New to forum, hoping someone here knows a little about these two wheeled loaders. I have an option to purchase either one at the same price. The 745C is in better shape as far as engine, tires, hyd, bushings, etc. (I own a dozer, track loader, tractor and ditchwitch if anyone is curious as to my knowledge of mechanics). I have never owned a wheeled loader. I have done extensive research on the net to find some sort of specs on these two and have found nothing. I need to know about the transmission on the 745C and the brakes ( I believe it has wet disc brakes).
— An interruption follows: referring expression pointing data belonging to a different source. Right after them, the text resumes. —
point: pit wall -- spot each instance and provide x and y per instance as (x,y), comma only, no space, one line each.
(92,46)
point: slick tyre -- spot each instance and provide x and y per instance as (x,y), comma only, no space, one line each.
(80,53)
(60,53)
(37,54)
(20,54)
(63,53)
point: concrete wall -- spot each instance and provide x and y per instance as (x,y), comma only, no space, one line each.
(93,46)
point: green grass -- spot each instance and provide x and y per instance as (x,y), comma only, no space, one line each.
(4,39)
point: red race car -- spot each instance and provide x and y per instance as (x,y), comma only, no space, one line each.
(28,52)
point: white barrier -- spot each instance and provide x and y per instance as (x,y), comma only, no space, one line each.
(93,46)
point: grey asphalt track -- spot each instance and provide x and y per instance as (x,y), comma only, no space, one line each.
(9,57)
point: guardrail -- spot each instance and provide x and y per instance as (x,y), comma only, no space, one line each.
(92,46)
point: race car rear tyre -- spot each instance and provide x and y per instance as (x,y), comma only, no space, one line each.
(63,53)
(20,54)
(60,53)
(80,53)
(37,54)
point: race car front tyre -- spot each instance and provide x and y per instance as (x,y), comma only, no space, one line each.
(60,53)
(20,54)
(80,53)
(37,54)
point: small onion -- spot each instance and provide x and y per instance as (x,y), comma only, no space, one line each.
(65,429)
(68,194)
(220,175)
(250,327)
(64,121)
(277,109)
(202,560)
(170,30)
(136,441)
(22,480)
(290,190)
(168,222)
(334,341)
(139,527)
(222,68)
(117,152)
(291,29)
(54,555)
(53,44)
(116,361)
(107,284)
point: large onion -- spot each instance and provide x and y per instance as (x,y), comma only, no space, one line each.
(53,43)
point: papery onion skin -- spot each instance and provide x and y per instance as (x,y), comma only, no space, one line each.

I also need to know about the brakes on the H90E. Any help would be really appreciated.


----------



## dirthog (Feb 17, 2006)

*745c*

The 745C has dry disc on the axle two per wheel if I remember right the transmission was made by allison and we had very little trouble with them still have a lot of the running at our dealership


----------



## doinok (Jan 1, 2008)

Thanks Dirthog
I just bought the 745C today. I did an extensive look over and did find the disc brakes and they have two calipers per wheel. Reverse is not working but I think it is in the switching valve. As I was told, the clutch disc for reverse and forward low are the same set. Go's forward just fine, so that's not the problem.


----------



## dirthog (Feb 17, 2006)

*no reverse*

On the right side of the machine sitting in the seat is the control valve for transmission right above the shift linkage is a small line it the clutch cut-off valve and line uses brake fluid check to see that the plunger in the transmission is not stuck! remove the line and un screw large nut there is a spring behind it so watch out for parts flying out. You can block off the brake line if necessary a lot of people do that.


----------



## doinok (Jan 1, 2008)

do you know where i would find a part illustrated break down of the transmission? I talked to the newholland dealer here and they have no books on this.


----------